Jouant habilement avec le carcan apparent de la forme poétique classique, un chant rageur et lucide d'émancipation, de liberté et d'amour. Une fusion rare et sauvagement musicale de l'intime et du politique.
Sur le blog Charybde 27 : https://charybde2.wordpress.com/2021/04/19/note-de-lecture-deux-saisons-en-enfer-ketty-steward/
Il n'est pas du tout évident, en 2020, malgré de salutaires rappels périodiques tels celui, pétri de culture souriante et de curiosité jamais rassasiée, formulé par le grand
Jacques Réda de «
Quel avenir pour la cavalerie ? », ou celui, ironique et talentueux, du
Hans Limon de «
Poéticide », d'accepter de confier à la poésie de forme classique, avec rimes, quatrains et variations techniques autour de ce noyau connu, le ressenti d'un parcours tendre et combattant, le récit d'une deuxième vie avec ses anicroches et ses chocs, ou l'espoir jamais abandonné d'une plénitude simple et efficace, pour mieux bondir vers d'autres cibles, justement. C'est le beau pari qu'a tenté
Ketty Steward, en toute conscience, avec ces « Deux Saisons en Enfer », publiées en octobre 2020 aux Éditions du Net.
Quelle forme plus adaptée, précisément, pour signifier, par la voix de la narratrice (car c'est bien d'un récit qu'il s'agit ici, malgré certaines apparences, et le cadencement des titres est aussi là pour nous le rappeler) de ces moments choisis, qu'il y a ici un enjeu vital de jeu et d'échappée avec les carcans, ceux, évidents pourrait-on dire, d'une jeunesse gravement maltraitée (qui étaient aussi les enjeux du magnifique «
Noir sur blanc » de l'autrice en 2012), et ceux beaucoup plus insidieux (la deuxième saison en enfer, justement, occupe presque un demi-terrain de plus au sein de l'ouvrage) d'un conformisme social, politique et intime qui peut s'affirmer jusque dans les environnements se recommandant d'abord les plus libérateurs, en bonne ou en mauvaise conscience.

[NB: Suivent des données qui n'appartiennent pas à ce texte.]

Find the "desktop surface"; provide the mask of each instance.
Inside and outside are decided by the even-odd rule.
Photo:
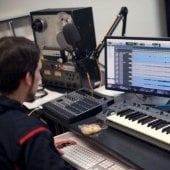
[[[96,117],[90,117],[70,126],[70,130],[82,135],[79,125],[96,122]],[[104,129],[98,135],[87,137],[89,142],[103,148],[119,159],[136,165],[145,170],[168,170],[170,153],[152,144],[132,137],[112,127]]]

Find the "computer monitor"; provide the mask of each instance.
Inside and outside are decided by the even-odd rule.
[[[170,39],[105,39],[105,87],[130,93],[170,96]]]

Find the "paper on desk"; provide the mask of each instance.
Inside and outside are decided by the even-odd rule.
[[[119,96],[119,95],[124,93],[124,92],[120,92],[120,91],[107,90],[105,88],[105,86],[101,86],[99,88],[96,88],[95,91],[98,92],[98,93],[107,95],[107,96]]]
[[[39,107],[41,106],[42,104],[44,103],[47,103],[49,102],[50,100],[53,100],[57,97],[60,97],[62,96],[63,94],[62,93],[58,93],[58,92],[54,92],[54,91],[51,91],[51,90],[47,90],[47,95],[42,97],[42,98],[39,98],[37,100],[35,100],[34,102],[24,102],[24,105],[28,108],[28,109],[34,109],[36,107]]]

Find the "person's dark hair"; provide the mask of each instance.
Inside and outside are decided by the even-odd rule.
[[[40,59],[40,49],[24,37],[0,38],[0,92],[14,92],[26,73],[34,79]]]

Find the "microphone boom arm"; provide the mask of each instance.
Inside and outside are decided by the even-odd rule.
[[[112,24],[111,28],[109,29],[109,31],[106,33],[106,36],[111,36],[114,32],[114,30],[117,28],[118,24],[120,23],[121,20],[123,20],[123,26],[122,26],[122,36],[125,35],[126,32],[126,20],[127,20],[127,13],[128,13],[128,9],[126,7],[122,7],[119,14],[117,15],[114,23]],[[92,56],[95,59],[99,58],[100,53],[102,52],[103,48],[104,48],[104,39],[101,41],[101,43],[97,46],[97,48],[94,50]]]

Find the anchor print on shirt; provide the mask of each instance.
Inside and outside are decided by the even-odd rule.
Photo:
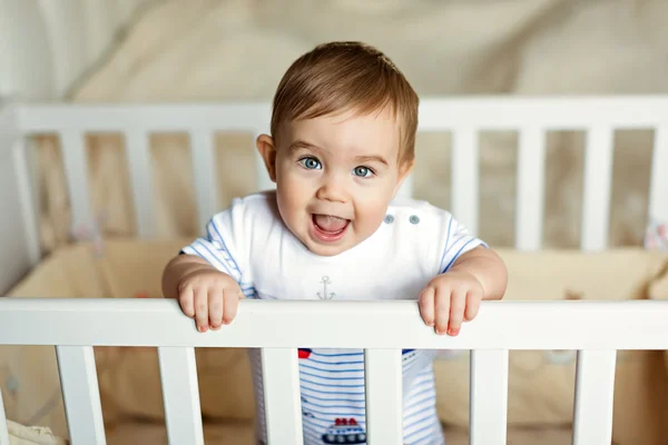
[[[332,284],[332,281],[330,281],[330,277],[324,276],[323,279],[321,280],[321,283],[323,285],[323,291],[317,293],[317,297],[320,299],[332,299],[332,298],[336,297],[336,294],[327,291],[327,285]]]

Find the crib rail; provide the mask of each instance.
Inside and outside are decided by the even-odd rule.
[[[302,443],[298,347],[365,350],[370,445],[401,444],[402,348],[472,350],[473,445],[505,443],[509,350],[574,349],[573,443],[609,445],[617,350],[668,349],[666,319],[668,301],[485,301],[460,336],[446,337],[421,323],[414,301],[244,300],[232,325],[200,334],[175,300],[2,298],[0,344],[57,346],[75,445],[105,443],[94,346],[158,348],[168,436],[178,444],[203,443],[194,348],[262,348],[272,445]],[[4,445],[2,432],[0,417]]]
[[[587,135],[581,248],[607,247],[613,134],[618,129],[655,130],[649,218],[668,219],[668,96],[482,97],[423,99],[419,131],[451,131],[452,211],[473,234],[479,226],[479,134],[515,130],[519,135],[515,247],[542,245],[546,180],[546,132],[581,130]],[[155,234],[151,209],[148,135],[184,131],[190,137],[199,227],[216,210],[213,138],[216,131],[268,131],[268,103],[216,105],[23,105],[18,122],[23,135],[60,136],[75,225],[90,219],[86,132],[121,132],[128,147],[138,234]],[[249,149],[255,149],[249,147]],[[257,189],[272,188],[259,156]],[[412,195],[412,178],[403,195]]]

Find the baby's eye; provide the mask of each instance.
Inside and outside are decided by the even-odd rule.
[[[299,159],[299,164],[304,167],[307,168],[310,170],[316,169],[320,167],[320,161],[315,158],[302,158]]]
[[[355,172],[355,176],[360,176],[362,178],[367,178],[373,175],[373,171],[369,167],[355,167],[353,171]]]

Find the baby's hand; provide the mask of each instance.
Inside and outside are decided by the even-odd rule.
[[[191,271],[178,285],[181,310],[195,318],[200,333],[232,323],[242,298],[244,294],[234,278],[212,267]]]
[[[466,271],[448,271],[433,278],[420,294],[420,315],[436,334],[456,336],[462,322],[478,315],[483,288]]]

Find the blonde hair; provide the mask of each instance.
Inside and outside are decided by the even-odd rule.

Comme le rappelle avec une tendresse incisive
Mélanie Fazi dans ses deux essais intimes «
Nous qui n'existons pas » et «
L'année suspendue », la pression à la conformité (on pensera aussi sans doute à l'excellent «
Liquide » de
Philippe Annocque) est une machine de guerre beaucoup plus insidieuse qu'on ne l'imagine souvent, et les meilleures âmes amicales (sans parler de celles beaucoup moins bien intentionnées) s'y laissent sans cesse piéger sans même s'en rendre compte. Il ne s'agit donc pas simplement ici, pour l'héroïne souterraine de
Ketty Steward de choisir entre « Vivre ou mal partir » pour pouvoir tenter de se consacrer à l'amour, « Symphonie en quatre mouvements ». le désir, la passion, les ruptures et les regrets ne se limitent pas à une histoire plus ou moins personnelle, mais sont bien les étapes de la rude revendication d'un espace propre, qui ne serait pas seulement laissé à la différence, mais dans lequel celle-ci pourrait se montrer nue et se vivre sans crainte, avec fougue combattante, qu'elle ait été au départ invisible ou masquée par une différence plus visible : ne jamais se résigner vraiment, comme le chantait Élisabeth Wiener dans « Vies à vies », quelques années avant son Castafiore Bazooka, à « vivre sa vie sans visage / en changeant de masque avec l'âge ».
Autre forme de «
Confessions d'une séancière », où il s'agirait bien cette fois d'échapper aux ramifications intimes délétères de la sorcellerie capitaliste, « Deux saisons en enfer », sous le patronage subtilement ambigu d'un certain homme aux semelles de vent, s'offre bien en antidote à la mascarade sociale et à ses si nécessaires écrans de fumée, et en véritable manifeste discret contre l'hypocrisie socio-politique et les fausses compassions qui contaminent nos vies. Un chant d'émancipation comme il s'en écrit bien peu.